It’s been a sad few days for me as I suffered the loss of my best priest friend who has been an inspiration for me ever since I met him in 1979. Fr John Heinlein passed away on Sunday April 14, on Long Island, aged 90. He was the priest who inspired me to go to the USA and spend 35 glorious years there serving for 10 years with him from 1981 to 1991 at Holy Spirit Church in New Hyde Park, NY. Our friendship continued over the years and he even replaced me for a few weeks on 2 occasions when I was in Baker City, Oregon. He was retired and spent his last few months at a Retirement Home for priests. Besides being a role model for me, he was also a teacher, a pastoral tool that is affecting me to this day in the way I celebrate Mass and perform pastoral work with the people I serve. He taught me how to drive, how to preach effectively, how to run a lively, happy parish. His hobbies and mine were similar, as we both loved sports, although his were more adventurous and dangerous, water skiing and snow-skiing. Moreover he was a qualified flight instructor and a professional pilot. We shared many jokes, stories and trips in his turquoise Volkswagen.

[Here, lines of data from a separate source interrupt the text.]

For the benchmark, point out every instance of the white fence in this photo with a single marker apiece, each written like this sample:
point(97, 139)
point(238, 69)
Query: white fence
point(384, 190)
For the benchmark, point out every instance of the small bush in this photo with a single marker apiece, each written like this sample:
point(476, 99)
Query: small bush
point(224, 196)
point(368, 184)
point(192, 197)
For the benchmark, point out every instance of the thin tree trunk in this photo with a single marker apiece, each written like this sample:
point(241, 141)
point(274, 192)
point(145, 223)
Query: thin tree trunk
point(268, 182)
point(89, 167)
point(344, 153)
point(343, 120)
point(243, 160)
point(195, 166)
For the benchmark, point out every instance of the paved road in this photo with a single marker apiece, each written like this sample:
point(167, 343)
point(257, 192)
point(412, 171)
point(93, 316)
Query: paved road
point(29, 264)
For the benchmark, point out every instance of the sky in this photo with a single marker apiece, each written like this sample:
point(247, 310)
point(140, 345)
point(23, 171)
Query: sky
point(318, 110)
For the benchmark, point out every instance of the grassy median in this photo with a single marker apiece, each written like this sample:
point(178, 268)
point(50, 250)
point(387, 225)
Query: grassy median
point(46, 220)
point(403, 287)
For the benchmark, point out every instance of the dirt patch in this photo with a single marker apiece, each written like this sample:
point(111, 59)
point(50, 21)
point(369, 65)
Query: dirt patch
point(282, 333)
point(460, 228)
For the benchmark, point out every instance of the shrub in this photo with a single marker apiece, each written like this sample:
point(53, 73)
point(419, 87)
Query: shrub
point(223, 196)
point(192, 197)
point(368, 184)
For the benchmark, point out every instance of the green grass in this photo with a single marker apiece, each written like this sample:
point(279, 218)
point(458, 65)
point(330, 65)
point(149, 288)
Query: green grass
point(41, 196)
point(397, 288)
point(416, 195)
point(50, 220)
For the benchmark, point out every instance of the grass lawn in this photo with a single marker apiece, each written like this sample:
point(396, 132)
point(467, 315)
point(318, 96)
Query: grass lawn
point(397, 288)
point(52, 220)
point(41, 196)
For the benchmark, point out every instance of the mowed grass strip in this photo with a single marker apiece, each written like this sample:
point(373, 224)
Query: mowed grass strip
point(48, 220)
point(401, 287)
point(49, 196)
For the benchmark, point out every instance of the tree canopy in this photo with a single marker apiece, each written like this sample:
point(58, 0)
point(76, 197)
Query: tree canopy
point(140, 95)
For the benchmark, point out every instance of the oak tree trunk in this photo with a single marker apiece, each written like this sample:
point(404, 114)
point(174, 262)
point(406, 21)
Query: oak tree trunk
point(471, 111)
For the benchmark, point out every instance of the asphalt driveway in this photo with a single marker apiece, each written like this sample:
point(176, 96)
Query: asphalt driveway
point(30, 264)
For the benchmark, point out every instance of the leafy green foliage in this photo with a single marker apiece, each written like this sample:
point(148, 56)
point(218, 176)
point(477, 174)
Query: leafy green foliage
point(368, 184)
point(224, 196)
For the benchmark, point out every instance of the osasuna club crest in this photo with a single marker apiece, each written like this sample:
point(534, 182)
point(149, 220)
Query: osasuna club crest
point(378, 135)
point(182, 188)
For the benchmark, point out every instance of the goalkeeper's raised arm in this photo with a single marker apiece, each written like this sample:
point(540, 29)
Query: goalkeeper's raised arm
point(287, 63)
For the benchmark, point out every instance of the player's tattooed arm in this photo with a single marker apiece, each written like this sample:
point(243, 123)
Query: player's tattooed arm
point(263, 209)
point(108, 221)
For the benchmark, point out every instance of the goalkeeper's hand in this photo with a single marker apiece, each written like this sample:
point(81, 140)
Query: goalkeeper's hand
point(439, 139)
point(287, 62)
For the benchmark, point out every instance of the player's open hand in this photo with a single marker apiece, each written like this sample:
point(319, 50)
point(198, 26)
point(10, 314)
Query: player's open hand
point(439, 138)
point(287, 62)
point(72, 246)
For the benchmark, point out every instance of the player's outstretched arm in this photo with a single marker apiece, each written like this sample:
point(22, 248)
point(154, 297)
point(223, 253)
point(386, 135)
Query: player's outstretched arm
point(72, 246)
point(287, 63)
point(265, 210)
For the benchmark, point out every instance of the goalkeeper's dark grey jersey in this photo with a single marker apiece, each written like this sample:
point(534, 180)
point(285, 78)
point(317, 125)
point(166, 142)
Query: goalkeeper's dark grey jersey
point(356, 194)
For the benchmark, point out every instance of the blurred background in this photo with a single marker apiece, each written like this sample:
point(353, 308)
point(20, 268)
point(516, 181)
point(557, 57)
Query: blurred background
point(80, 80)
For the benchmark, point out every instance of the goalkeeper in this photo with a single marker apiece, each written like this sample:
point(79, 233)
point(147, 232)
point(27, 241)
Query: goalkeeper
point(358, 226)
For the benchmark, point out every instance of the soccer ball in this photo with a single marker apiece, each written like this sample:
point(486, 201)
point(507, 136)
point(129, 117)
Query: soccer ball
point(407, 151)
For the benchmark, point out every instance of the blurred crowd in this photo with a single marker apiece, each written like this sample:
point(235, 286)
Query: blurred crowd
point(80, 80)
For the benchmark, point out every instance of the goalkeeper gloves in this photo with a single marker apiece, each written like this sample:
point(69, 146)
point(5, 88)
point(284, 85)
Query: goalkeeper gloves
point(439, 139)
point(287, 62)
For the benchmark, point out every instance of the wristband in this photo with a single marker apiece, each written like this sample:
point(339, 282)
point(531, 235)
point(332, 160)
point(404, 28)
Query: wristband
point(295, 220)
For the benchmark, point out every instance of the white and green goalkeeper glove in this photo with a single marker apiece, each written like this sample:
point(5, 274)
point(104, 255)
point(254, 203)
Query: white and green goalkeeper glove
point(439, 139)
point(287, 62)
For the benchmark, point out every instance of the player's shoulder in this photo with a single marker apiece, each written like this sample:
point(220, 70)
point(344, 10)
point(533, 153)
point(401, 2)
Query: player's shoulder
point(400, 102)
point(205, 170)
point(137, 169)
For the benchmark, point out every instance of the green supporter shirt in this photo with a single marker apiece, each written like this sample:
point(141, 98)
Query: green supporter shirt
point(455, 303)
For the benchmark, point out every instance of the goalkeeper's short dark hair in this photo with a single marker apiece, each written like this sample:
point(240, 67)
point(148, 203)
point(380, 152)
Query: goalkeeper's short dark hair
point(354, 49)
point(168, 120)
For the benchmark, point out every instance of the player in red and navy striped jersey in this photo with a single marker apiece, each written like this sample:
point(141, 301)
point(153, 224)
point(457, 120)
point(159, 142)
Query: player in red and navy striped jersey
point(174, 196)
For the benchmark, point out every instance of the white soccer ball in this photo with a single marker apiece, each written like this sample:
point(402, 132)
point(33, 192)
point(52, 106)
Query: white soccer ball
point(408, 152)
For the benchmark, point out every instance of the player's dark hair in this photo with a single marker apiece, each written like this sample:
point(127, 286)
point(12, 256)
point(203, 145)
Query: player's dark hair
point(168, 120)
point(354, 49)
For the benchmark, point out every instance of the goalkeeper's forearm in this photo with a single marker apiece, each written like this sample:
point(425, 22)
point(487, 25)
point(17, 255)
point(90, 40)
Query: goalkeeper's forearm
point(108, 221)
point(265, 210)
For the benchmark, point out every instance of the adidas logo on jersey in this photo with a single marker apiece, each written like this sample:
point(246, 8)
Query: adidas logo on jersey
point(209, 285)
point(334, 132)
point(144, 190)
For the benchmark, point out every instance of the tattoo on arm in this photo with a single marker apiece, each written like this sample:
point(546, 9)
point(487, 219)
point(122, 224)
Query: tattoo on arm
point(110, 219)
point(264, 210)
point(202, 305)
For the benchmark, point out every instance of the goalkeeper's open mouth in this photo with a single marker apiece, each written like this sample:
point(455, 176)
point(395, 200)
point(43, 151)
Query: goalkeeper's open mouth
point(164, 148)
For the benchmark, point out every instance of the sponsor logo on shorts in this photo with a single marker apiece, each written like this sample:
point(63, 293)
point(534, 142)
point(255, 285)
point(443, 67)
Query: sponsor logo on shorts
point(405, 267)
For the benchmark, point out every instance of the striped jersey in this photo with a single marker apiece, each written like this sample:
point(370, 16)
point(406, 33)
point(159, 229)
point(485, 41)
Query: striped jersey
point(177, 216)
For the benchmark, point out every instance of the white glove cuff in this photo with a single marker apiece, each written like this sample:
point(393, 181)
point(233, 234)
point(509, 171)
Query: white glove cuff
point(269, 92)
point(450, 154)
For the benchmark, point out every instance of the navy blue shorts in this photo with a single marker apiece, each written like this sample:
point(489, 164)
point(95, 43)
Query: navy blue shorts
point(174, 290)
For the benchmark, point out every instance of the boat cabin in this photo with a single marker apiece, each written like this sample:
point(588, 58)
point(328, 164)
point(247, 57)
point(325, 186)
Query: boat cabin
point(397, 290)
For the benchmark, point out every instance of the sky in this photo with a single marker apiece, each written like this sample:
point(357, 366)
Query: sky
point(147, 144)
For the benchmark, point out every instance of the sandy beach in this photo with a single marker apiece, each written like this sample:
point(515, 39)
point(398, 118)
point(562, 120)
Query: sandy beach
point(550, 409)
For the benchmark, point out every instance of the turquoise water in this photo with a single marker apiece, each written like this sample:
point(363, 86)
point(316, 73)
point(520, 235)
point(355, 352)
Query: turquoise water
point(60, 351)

I recall various anecdotes, including some funny ones with his identical twin brother Joe. A hilarious story happened when some of his priest friends were vacationing in Fort Lauderdale, Florida and thought they saw him walking in a romantic embrace with a beautiful blonde. Returning home they called him, concerned about his vocation, only to be told that who they saw with that blonde was his twin brother with his wife Jolene. When I arrived in New Hyde Park in 1981, I was the sixth priest in the parish, but before you know, we were 5, then 4, then 3, and by 1991, just the two of us in a big parish. He was loved by everybody, and supported all the projects I did, especially with the Catholic school, which I visited daily, teaching in all the classes, besides working with the youth in our Teen Club. I cherish the long trips we did together to Lake Placid in the summer and Hunter Mountain during the winter skiing season.
He bailed me out of various uncomfortable, yet humorous situations, like when during a funeral I referred to a person as the executioner, when I should have said ‘executor’ of the will of the deceased. He was a true shepherd, and was able to make me one too, well, maybe a lamb. He was also very gracious and accommodating to my parents and siblings when they visited me, two of them staying in the rectory during their honeymoon. His life story was a spectacular rainbow of happy endeavours, dedicated service and sheer love of all that he did. His funeral was held at Saint Jude R.C. Church, Mastic Beach, (where he had served over the last few years,) on Friday, April 19, and interment followed at the Cemetery of the Holy Rood, Westbury, NY. May God grant him eternal rest.